Pour l’union des droites
Depuis plusieurs années la droite conservatrice se radicalise sur les questions de sécurité, d’immigration et d’identité. L’élection à la tête des Républicains d’Eric Ciotti, qui n’a pas hésité à parler de «  grand remplacement  » a rendu la frontière entre le parti de droite et l’extrême droite de plus en plus floue. À l’occasion de la dissolution de l’assemblée nationale au lendemain des élections européennes de 2024, Ciotti a appelé à s’unir au Rassemblement national pour les élections législatives, provoquant une crise au sein des LR… Le mouvement Reconquête ! d’Eric Zemmour devait incarner ce rassemblement de la droite de la droite. Tous ceux qui en voulaient à Marine Le Pen (comme Jacques Bompard), des militants identitaires comme Damien Rieu ou Philippe Vardon passés par le RN sont venus apporter leur savoir-faire en communication. Une nouvelle génération de droitards a aussi émergé avec Génération Z. Tandis que la conseillière et compagne de Zemmour, Sarah Knafo, prend de plus en plus de place dans l’appareil, Marion Maréchal y a fait son retour comme tête de proue du mouvement pour les élections européennes, avant de finalement trahir Zemmour pour se rapprocher de sa tante Marine Le Pen, emportant avec elle 4 des 5 député·es européen·nes fraîchement élu·es. Les mauvais résultats électoraux de Reconquête ! Aux élections de 2022 et la mégalomanie de Zemmour en ont douché plus d’un, et le mouvement peine à se développer au niveau électoral et militant. Avec le score du mouvement aux élections européennes, les nouvelles élections législatives à venir (surtout que le RN a refusé toute alliance avec lui) vont être déterminants pour son avenir.
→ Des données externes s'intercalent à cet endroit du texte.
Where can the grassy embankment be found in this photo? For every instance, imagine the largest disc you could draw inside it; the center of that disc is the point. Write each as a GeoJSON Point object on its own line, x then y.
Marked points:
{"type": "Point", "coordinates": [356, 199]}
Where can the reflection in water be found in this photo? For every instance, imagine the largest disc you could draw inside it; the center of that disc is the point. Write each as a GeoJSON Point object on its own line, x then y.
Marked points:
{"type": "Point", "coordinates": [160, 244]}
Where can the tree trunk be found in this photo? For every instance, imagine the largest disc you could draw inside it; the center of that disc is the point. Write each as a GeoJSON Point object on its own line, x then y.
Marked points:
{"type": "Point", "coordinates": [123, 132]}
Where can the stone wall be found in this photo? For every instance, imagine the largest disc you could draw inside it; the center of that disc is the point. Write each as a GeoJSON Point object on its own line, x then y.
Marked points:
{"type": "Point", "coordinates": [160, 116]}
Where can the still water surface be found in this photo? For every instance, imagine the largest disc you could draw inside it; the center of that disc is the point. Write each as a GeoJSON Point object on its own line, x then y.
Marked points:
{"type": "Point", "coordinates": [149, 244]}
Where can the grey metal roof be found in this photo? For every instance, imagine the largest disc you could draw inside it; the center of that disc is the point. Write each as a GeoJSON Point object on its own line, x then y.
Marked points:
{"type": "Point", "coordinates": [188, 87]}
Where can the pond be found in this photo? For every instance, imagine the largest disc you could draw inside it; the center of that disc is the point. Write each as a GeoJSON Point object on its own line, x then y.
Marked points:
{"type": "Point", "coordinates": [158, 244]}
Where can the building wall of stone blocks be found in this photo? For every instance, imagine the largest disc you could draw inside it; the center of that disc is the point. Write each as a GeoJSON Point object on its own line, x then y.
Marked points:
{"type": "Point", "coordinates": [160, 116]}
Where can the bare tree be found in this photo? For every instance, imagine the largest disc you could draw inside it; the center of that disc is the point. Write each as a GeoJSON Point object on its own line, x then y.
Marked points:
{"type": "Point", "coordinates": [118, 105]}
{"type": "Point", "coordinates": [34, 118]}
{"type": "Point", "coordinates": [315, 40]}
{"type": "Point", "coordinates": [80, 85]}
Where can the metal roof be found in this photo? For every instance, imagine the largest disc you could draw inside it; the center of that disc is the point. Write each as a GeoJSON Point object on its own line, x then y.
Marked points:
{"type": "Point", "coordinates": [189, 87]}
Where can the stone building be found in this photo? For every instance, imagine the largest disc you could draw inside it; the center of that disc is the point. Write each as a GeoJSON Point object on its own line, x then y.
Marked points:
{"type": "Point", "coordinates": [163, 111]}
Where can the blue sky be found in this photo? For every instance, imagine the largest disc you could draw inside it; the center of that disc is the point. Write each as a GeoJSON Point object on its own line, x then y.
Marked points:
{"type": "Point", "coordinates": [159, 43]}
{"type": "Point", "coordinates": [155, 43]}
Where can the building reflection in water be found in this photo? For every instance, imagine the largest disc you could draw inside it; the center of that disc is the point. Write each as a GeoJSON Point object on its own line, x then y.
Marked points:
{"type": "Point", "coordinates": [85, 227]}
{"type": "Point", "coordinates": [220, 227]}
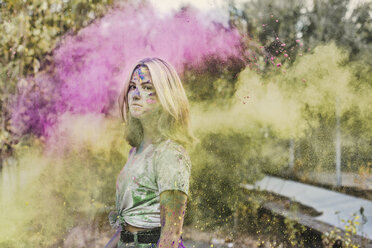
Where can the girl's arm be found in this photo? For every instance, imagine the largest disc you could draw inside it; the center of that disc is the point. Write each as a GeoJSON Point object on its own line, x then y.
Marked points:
{"type": "Point", "coordinates": [172, 211]}
{"type": "Point", "coordinates": [114, 240]}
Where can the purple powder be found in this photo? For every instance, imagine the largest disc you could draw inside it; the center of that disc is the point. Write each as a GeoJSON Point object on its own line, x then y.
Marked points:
{"type": "Point", "coordinates": [89, 69]}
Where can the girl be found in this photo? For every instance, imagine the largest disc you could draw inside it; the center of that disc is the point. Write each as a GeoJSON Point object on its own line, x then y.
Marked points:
{"type": "Point", "coordinates": [152, 188]}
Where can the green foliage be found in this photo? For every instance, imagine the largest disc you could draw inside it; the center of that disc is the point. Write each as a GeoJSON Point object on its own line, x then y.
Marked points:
{"type": "Point", "coordinates": [346, 237]}
{"type": "Point", "coordinates": [64, 189]}
{"type": "Point", "coordinates": [220, 162]}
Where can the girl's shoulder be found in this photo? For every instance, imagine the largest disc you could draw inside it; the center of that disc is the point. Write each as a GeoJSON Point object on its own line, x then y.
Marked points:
{"type": "Point", "coordinates": [170, 146]}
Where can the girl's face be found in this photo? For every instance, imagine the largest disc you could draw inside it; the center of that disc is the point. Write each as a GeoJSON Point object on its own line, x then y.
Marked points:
{"type": "Point", "coordinates": [142, 98]}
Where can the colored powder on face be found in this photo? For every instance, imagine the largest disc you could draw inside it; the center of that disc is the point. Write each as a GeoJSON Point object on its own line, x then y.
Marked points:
{"type": "Point", "coordinates": [151, 101]}
{"type": "Point", "coordinates": [89, 69]}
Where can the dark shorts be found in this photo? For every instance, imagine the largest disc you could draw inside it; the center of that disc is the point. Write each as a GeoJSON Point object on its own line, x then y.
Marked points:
{"type": "Point", "coordinates": [142, 245]}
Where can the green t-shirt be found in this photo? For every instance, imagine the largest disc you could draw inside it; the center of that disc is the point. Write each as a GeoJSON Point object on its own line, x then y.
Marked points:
{"type": "Point", "coordinates": [159, 167]}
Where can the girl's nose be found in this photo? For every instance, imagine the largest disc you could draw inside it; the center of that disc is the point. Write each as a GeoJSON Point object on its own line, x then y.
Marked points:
{"type": "Point", "coordinates": [136, 93]}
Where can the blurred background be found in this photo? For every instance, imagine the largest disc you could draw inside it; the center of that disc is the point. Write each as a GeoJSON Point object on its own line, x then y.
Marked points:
{"type": "Point", "coordinates": [280, 92]}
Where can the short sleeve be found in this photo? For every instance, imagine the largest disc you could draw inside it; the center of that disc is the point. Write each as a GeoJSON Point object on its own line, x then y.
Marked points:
{"type": "Point", "coordinates": [172, 168]}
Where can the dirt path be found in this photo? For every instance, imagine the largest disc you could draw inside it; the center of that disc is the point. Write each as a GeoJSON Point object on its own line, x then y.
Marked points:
{"type": "Point", "coordinates": [89, 236]}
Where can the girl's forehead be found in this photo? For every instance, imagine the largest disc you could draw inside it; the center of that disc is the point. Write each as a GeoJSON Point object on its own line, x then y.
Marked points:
{"type": "Point", "coordinates": [141, 73]}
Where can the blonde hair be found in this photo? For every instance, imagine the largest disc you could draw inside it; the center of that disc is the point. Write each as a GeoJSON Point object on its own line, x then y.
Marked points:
{"type": "Point", "coordinates": [174, 114]}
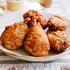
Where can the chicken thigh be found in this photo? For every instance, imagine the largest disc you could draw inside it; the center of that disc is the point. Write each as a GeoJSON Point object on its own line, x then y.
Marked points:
{"type": "Point", "coordinates": [36, 42]}
{"type": "Point", "coordinates": [57, 23]}
{"type": "Point", "coordinates": [32, 15]}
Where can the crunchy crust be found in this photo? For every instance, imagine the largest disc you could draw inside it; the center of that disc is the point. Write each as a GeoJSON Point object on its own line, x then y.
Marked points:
{"type": "Point", "coordinates": [36, 42]}
{"type": "Point", "coordinates": [32, 15]}
{"type": "Point", "coordinates": [57, 23]}
{"type": "Point", "coordinates": [13, 35]}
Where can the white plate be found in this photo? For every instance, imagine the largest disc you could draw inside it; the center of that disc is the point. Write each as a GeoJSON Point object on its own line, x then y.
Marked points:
{"type": "Point", "coordinates": [20, 53]}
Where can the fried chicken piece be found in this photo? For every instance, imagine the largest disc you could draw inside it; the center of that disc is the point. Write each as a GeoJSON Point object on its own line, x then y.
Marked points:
{"type": "Point", "coordinates": [58, 40]}
{"type": "Point", "coordinates": [13, 36]}
{"type": "Point", "coordinates": [57, 23]}
{"type": "Point", "coordinates": [32, 15]}
{"type": "Point", "coordinates": [36, 42]}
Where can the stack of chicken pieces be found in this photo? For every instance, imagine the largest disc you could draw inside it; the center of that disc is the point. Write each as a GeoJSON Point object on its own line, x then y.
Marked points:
{"type": "Point", "coordinates": [31, 34]}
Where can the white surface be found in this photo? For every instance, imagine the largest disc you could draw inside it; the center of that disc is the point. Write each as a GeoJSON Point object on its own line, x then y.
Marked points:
{"type": "Point", "coordinates": [20, 54]}
{"type": "Point", "coordinates": [61, 7]}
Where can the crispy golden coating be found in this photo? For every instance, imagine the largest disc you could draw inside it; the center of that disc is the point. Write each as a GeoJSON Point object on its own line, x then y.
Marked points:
{"type": "Point", "coordinates": [58, 40]}
{"type": "Point", "coordinates": [34, 15]}
{"type": "Point", "coordinates": [57, 23]}
{"type": "Point", "coordinates": [36, 42]}
{"type": "Point", "coordinates": [13, 36]}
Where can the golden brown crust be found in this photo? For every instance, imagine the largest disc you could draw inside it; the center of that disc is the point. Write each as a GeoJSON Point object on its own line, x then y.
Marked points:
{"type": "Point", "coordinates": [14, 35]}
{"type": "Point", "coordinates": [57, 23]}
{"type": "Point", "coordinates": [32, 15]}
{"type": "Point", "coordinates": [58, 40]}
{"type": "Point", "coordinates": [36, 42]}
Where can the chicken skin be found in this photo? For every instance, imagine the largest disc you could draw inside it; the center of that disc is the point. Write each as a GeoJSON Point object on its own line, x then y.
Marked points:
{"type": "Point", "coordinates": [32, 15]}
{"type": "Point", "coordinates": [58, 40]}
{"type": "Point", "coordinates": [13, 36]}
{"type": "Point", "coordinates": [36, 42]}
{"type": "Point", "coordinates": [57, 23]}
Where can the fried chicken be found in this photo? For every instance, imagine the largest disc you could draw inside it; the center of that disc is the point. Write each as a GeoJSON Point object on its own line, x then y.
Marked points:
{"type": "Point", "coordinates": [57, 23]}
{"type": "Point", "coordinates": [58, 40]}
{"type": "Point", "coordinates": [32, 15]}
{"type": "Point", "coordinates": [13, 35]}
{"type": "Point", "coordinates": [36, 42]}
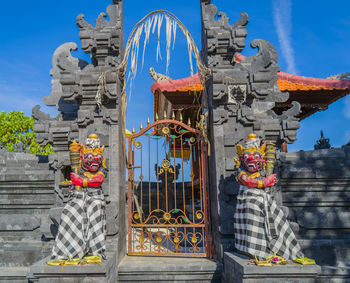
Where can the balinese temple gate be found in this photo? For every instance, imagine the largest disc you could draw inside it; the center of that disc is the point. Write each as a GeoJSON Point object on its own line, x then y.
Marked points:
{"type": "Point", "coordinates": [170, 187]}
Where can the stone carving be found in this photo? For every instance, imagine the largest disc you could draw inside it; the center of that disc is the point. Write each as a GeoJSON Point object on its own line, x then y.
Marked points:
{"type": "Point", "coordinates": [237, 94]}
{"type": "Point", "coordinates": [75, 84]}
{"type": "Point", "coordinates": [236, 112]}
{"type": "Point", "coordinates": [83, 220]}
{"type": "Point", "coordinates": [322, 143]}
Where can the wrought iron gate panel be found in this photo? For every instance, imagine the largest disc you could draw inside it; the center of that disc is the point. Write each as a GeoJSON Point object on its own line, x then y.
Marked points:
{"type": "Point", "coordinates": [168, 206]}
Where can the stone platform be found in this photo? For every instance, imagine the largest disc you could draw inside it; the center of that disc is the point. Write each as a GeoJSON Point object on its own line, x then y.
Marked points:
{"type": "Point", "coordinates": [168, 269]}
{"type": "Point", "coordinates": [237, 270]}
{"type": "Point", "coordinates": [91, 273]}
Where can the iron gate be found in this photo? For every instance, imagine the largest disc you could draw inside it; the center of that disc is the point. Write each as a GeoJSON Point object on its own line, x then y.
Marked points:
{"type": "Point", "coordinates": [168, 198]}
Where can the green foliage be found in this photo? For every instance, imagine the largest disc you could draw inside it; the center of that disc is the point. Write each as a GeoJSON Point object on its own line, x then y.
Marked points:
{"type": "Point", "coordinates": [16, 127]}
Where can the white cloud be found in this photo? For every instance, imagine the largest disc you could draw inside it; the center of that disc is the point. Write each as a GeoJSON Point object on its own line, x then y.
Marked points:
{"type": "Point", "coordinates": [282, 11]}
{"type": "Point", "coordinates": [21, 97]}
{"type": "Point", "coordinates": [346, 110]}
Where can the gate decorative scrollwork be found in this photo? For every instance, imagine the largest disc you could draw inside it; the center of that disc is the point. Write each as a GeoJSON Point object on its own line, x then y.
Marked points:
{"type": "Point", "coordinates": [167, 197]}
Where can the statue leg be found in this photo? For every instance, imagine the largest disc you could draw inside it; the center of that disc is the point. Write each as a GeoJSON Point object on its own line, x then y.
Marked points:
{"type": "Point", "coordinates": [70, 241]}
{"type": "Point", "coordinates": [250, 224]}
{"type": "Point", "coordinates": [96, 234]}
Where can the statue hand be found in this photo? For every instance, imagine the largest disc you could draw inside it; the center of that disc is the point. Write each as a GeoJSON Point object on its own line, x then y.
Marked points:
{"type": "Point", "coordinates": [76, 179]}
{"type": "Point", "coordinates": [269, 181]}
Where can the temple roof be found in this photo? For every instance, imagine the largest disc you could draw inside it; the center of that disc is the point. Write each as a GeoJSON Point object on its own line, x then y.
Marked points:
{"type": "Point", "coordinates": [313, 94]}
{"type": "Point", "coordinates": [290, 82]}
{"type": "Point", "coordinates": [189, 84]}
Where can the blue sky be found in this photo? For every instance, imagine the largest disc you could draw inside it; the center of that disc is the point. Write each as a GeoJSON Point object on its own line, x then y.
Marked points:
{"type": "Point", "coordinates": [312, 38]}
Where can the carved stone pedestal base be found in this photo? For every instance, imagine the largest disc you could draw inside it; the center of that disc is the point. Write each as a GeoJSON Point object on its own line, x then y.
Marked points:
{"type": "Point", "coordinates": [237, 270]}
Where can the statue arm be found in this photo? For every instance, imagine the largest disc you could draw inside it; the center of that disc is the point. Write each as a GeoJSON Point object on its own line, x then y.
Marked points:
{"type": "Point", "coordinates": [93, 182]}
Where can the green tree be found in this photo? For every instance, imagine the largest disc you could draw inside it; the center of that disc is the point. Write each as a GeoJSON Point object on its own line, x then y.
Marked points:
{"type": "Point", "coordinates": [16, 127]}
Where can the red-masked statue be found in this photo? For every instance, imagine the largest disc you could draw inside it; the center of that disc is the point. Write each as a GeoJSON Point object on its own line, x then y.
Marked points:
{"type": "Point", "coordinates": [82, 229]}
{"type": "Point", "coordinates": [260, 226]}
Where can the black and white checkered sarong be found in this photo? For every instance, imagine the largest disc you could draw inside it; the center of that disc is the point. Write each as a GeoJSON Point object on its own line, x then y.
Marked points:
{"type": "Point", "coordinates": [261, 227]}
{"type": "Point", "coordinates": [82, 227]}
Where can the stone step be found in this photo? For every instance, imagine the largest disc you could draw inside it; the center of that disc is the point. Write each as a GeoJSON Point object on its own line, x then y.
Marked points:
{"type": "Point", "coordinates": [327, 252]}
{"type": "Point", "coordinates": [15, 274]}
{"type": "Point", "coordinates": [168, 269]}
{"type": "Point", "coordinates": [22, 253]}
{"type": "Point", "coordinates": [238, 270]}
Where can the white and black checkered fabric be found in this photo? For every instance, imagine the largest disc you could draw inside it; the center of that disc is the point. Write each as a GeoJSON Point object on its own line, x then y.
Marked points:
{"type": "Point", "coordinates": [82, 227]}
{"type": "Point", "coordinates": [261, 227]}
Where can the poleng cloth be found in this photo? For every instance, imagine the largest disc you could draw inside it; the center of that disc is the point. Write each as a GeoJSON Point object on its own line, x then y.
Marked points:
{"type": "Point", "coordinates": [82, 227]}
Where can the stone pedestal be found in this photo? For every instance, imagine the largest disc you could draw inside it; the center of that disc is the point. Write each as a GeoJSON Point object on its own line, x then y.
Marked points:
{"type": "Point", "coordinates": [237, 270]}
{"type": "Point", "coordinates": [91, 273]}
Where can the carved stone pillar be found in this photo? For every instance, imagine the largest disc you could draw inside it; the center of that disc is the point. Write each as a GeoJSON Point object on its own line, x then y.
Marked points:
{"type": "Point", "coordinates": [75, 84]}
D’autres regroupements plus confidentiels existent, comme l’Alliance conservatrice qui regroupe les catholiques de VIA, le CNIP et le Mouvement conservateur issu de Sens commun, une tendance réactionnaire des LR.
« Ni droite ni gauche  »
Fondé en 1972 entre autres par les néofascistes d’Ordre nouveau, le Front National (FN) rassemblait à l’origine tous les courants de l’extrême droite sous l’autorité de Jean-Marie Le Pen. La scission de 1998 a affaibli le parti jusqu’en 2011 où Marine Le Pen a succédé à son père avec la volonté affichée de s’affranchir du folklore nationaliste. Ce « nouveau » FN, renommé en 2018 Rassemblement national a en partie fait le ménage dans ses rangs et renforcé sa ligne «  ni droite ni gauche  » en mettant plus de préoccupations sociales dans son programme. Le RN est ainsi resté (jusqu’à aujourd’hui) sans véritables alliés, mais avec une base électorale solide : Zemmour a permis à Marine Le Pen de se recentrer tout en lui donnant du crédit. Présente au second tour en mai 2017 et 2022, Marine Le Pen a réussi aux législatives de 2022 à envoyer 89 de ses cadres à l’Assemblée nationale, er Bardella a obtenu plus de 31% des suffrages aux européennes de 2024. Préparant sa candidature de 2027, elle a laissé la présidence à l’ambitieux Jordan Bardella au détriment de certains de ses plus fidèles soutiens, comme Steeve Briois, créant une fracture au sein du RN. Mais depuis le résultat historique des élections européennes pour lesquelles Bardella était tête de liste, tout le monde semble rentrer dans le rang dans la perspective de gouverner enfin.
En revanche, l’avenir semble bien bouché pour les souverainistes qui refusent l’étiquette « de droite » comme l’UPR ou Les Patriotes de Philippot, qui n’existent plus que dans les milieux complotistes et dont l’activité se concentre sur les réseaux sociaux.

LES RÉACTIONNAIRES

Au-delà des partis favorables à l’union des droites, le mouvement conservateur est aussi représenté par des personnalités politiques de la droite «   hors les murs   », comme Philippe de Villiers, et par de petites structures souvent issus des Républicains, comme Sens commun devenu le Mouvement conservateur (aujourd’hui absorbé par Reconquête) ou l’Avant-Garde de Charles Millon, qui a beaucoup fait pour la création de l’ISSEP, une école pour former les cadres conservateurs de demain, qui a puisé son inspiration dans une autre structure de formation conservatrice, l’Institut de Formation politique (IFP).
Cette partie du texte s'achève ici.